CITY OF LOS ANGELES, et al.,

                        Defendants.

 

  Case No.:  22STCV36947

  Hearing Date:  April 3, 2024

 

     [TENTATIVE] order RE:

defendant taylor equities 15, llc’s motion to bifurcate  

 

 

BACKGROUND

            On November 22, 2022, Plaintiff Jo Anne Korngute filed this action against Defendants City of Los Angeles, Taylor Equities 15, LLC, and Gary David Spatz, asserting claims arising from injuries sustained as a result of two incidents: (1) on December 28, 2021, Plaintiff tripped over a broken sidewalk owned by City of Los Angeles, in front of a building owned by Taylor Equities; and (2) on March 30, 2022, Plaintiff’s vehicle was struck by a vehicle driven by Gary Spatz.  

            On February 21, 2023, Spatz filed a cross-complaint against Taylor Equities and County of Los Angeles, asserting indemnity and apportionment. On June 20, 2023, County of Los Angeles filed a cross-complaint against Spatz and Taylor Equities, asserting the same.

            On March 7, 2024, Defendant Taylor Equities filed the instant motion to bifurcate trial between the two incidents. Plaintiff filed her opposition on March 20, 2024. Defendant filed its reply on March 26, 2024.

 

LEGAL STANDARD

 “The court may, when the convenience of witnesses, the ends of justice, or the economy and efficiency of handling the litigation would be promoted thereby, on motion of a party, after notice and hearing, make an order . . . that the trial of any issue or any part thereof shall precede the trial of any other issue or any part thereof in the case . . . .” (Code Civ. Proc., § 598.) “The court, in furtherance of convenience or to avoid prejudice, or when separate trials will be conducive to expedition and economy, may order a separate trial of any cause of action, including a cause of action asserted in a cross-complaint, or of any separate issue or of any number of causes of action or issues . . . .” (Id., § 1048, subd. (b).) “It is within the discretion of the court to bifurcate issues or order separate trials of actions . . . and to determine the order in which those issues are to be decided.” (Royal Surplus Lines Ins. Co. v. Ranger Ins. Co. (2002) 100 Cal.App.4th 193, 205.)

DISCUSSION

            Defendant Taylor Equities argues that bifurcation is warranted because Plaintiff alleges unrelated injuries from separate incidents months apart. According to Defendant, Plaintiff’s discovery responses revealed that she suffered different injuries from Incident 1 and Incident 2. Defendant argues that the two incidents have no issues in common and that the trial would be needlessly complicated if both incidents are adjudicated simultaneously. Lastly, Defendant contends that it would be prejudiced by jury confusion.  
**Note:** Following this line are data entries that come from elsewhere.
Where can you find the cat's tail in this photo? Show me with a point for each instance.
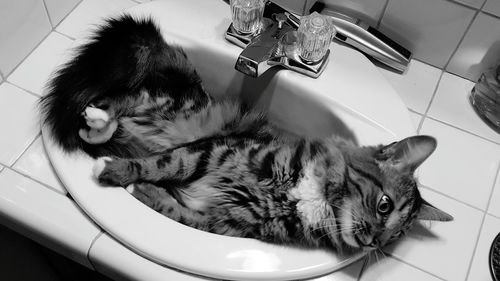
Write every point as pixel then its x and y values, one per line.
pixel 124 57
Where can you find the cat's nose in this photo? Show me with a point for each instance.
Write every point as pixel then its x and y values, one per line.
pixel 375 243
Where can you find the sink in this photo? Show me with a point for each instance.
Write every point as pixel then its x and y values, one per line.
pixel 351 98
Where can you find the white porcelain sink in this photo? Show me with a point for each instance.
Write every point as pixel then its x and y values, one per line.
pixel 351 98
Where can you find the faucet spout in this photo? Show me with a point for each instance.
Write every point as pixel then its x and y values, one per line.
pixel 254 59
pixel 276 43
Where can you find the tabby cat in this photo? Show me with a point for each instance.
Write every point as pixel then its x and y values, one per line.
pixel 137 104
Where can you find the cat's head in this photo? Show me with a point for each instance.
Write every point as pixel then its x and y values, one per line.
pixel 384 200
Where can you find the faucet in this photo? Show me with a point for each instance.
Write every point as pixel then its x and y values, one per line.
pixel 279 42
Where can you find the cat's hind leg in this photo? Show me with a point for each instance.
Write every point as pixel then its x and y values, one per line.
pixel 101 125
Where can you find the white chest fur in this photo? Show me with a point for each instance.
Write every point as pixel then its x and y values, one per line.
pixel 310 194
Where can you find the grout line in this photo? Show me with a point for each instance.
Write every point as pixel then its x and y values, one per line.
pixel 414 266
pixel 65 35
pixel 69 13
pixel 482 223
pixel 490 14
pixel 384 9
pixel 463 130
pixel 476 13
pixel 35 180
pixel 492 215
pixel 26 149
pixel 420 122
pixel 30 52
pixel 465 5
pixel 430 102
pixel 27 91
pixel 48 15
pixel 450 197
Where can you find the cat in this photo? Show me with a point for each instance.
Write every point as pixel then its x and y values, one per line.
pixel 137 104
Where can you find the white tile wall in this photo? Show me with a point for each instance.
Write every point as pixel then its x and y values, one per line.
pixel 89 13
pixel 494 207
pixel 492 6
pixel 368 10
pixel 58 9
pixel 35 71
pixel 416 86
pixel 35 164
pixel 459 178
pixel 480 48
pixel 23 24
pixel 451 105
pixel 431 28
pixel 18 120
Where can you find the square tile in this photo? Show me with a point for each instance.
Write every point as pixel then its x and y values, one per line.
pixel 58 9
pixel 23 24
pixel 89 14
pixel 451 105
pixel 463 166
pixel 35 164
pixel 35 71
pixel 368 10
pixel 443 249
pixel 18 120
pixel 480 49
pixel 416 86
pixel 390 269
pixel 479 270
pixel 416 119
pixel 492 7
pixel 432 29
pixel 494 207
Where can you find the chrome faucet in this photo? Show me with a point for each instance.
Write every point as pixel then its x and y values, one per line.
pixel 278 42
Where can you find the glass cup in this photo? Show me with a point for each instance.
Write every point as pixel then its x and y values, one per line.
pixel 247 15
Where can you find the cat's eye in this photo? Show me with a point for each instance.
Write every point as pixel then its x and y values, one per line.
pixel 384 206
pixel 397 234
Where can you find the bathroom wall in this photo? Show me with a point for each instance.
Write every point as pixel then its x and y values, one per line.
pixel 24 24
pixel 459 36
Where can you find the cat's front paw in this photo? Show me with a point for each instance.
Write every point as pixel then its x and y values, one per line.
pixel 101 126
pixel 112 172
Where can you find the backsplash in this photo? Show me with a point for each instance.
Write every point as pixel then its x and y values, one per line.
pixel 24 24
pixel 461 37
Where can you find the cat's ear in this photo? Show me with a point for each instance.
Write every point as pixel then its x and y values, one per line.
pixel 406 155
pixel 431 213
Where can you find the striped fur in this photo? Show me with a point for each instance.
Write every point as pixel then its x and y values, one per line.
pixel 218 166
pixel 254 180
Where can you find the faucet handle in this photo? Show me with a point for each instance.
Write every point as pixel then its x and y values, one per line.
pixel 315 33
pixel 281 19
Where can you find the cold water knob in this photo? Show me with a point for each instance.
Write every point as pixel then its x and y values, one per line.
pixel 314 36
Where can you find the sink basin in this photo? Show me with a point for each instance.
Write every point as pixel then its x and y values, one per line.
pixel 350 99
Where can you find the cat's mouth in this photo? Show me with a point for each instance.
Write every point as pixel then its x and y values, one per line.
pixel 363 245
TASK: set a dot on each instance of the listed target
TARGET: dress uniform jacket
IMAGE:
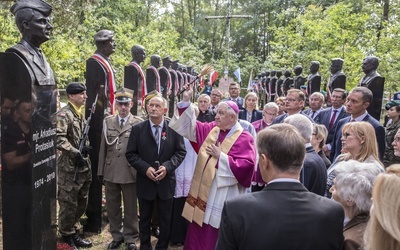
(113, 165)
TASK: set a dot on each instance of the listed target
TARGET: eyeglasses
(266, 113)
(346, 134)
(291, 100)
(123, 103)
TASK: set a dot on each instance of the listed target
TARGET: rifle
(85, 134)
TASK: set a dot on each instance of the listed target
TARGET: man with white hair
(313, 175)
(294, 103)
(205, 114)
(316, 101)
(224, 168)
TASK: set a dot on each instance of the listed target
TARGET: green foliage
(280, 34)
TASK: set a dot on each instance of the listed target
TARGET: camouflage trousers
(72, 199)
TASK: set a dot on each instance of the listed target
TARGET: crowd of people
(213, 180)
(222, 174)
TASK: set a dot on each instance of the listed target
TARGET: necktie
(156, 134)
(332, 121)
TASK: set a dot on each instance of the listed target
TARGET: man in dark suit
(329, 117)
(313, 175)
(155, 151)
(294, 103)
(284, 215)
(357, 103)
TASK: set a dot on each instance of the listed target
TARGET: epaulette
(108, 117)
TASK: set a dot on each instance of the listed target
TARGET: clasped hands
(214, 150)
(156, 175)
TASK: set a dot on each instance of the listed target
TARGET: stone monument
(28, 138)
(375, 82)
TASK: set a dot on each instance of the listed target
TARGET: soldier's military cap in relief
(124, 95)
(38, 5)
(103, 35)
(75, 88)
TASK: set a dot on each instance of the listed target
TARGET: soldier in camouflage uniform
(72, 196)
(393, 112)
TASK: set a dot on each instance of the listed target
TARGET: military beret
(167, 58)
(152, 94)
(103, 35)
(124, 95)
(337, 61)
(38, 5)
(396, 96)
(392, 104)
(75, 88)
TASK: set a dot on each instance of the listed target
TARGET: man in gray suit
(116, 173)
(284, 215)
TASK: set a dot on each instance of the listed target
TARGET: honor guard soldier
(116, 173)
(74, 172)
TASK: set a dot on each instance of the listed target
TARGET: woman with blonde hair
(250, 112)
(318, 140)
(353, 190)
(383, 229)
(359, 143)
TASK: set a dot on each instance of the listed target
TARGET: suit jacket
(255, 115)
(113, 165)
(313, 174)
(284, 215)
(308, 112)
(353, 232)
(39, 68)
(239, 101)
(281, 118)
(141, 153)
(324, 117)
(337, 143)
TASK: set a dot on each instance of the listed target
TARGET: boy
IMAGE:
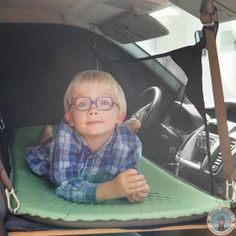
(93, 157)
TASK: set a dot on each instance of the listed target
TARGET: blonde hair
(100, 77)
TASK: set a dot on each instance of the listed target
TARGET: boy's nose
(93, 109)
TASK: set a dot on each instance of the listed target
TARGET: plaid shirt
(75, 171)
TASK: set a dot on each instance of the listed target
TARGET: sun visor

            In opposition, Plaintiff argues that because the incidents occurred only three months apart and she was still injured from Incident 1 when Incident 2 occurred, there will likely be an apportionment of damages between the two. Plaintiff contends that a single trial will be more organized and allow for a logical timeline of events. According to Plaintiff, testifying experts will be able to either divide the injuries by incident or prove aggravation and apportionment. Plaintiff argues that it would be a waste of judicial resources to delineate her injuries per accident at two separate trials. Plaintiff addresses her discovery responses by arguing that she is not a medical expert and cannot testify as to any relation (or lack thereof) between the two sets of injuries. Plaintiff points out that expert discovery has not yet begun, and argues that it is premature for Defendant to definitively conclude that the injuries are unrelated.

            The Court agrees with Plaintiff that bifurcation is unwarranted. Defendants’ cross-claims against each other demonstrate that there will be issues of apportionment between the two incidents. It would be inefficient to hold separate trials when the extent of liability attributable to one incident necessarily depends on the other incident. A single trial under these circumstances would avoid duplicate litigation, inconsistent findings, and jury confusion. Furthermore, Plaintiff, Plaintiff’s counsel, and defense counsel are not medical experts qualified to assess causation for each alleged injury. Thus, while Plaintiff identified injuries to different parts of her body for each incident, it cannot be determined at this stage that those injuries are unrelated.   

            In reply, Defendant relies on California Rules of Court, Rule 3.300(a) to argue that the two incidents are unrelated. Rule 3.300(a) defines “related case” for purposes of relating two separate civil actions and combining them into one action. The rule is inapplicable here, where there is only one action to begin with. The issue is not the relationship between two actions, but the bifurcation of issues within a single action. Bifurcation is not warranted for the reasons discussed above.  

CONCLUSION

            Defendant Taylor Equities 15, LLC’s motion to bifurcate is DENIED.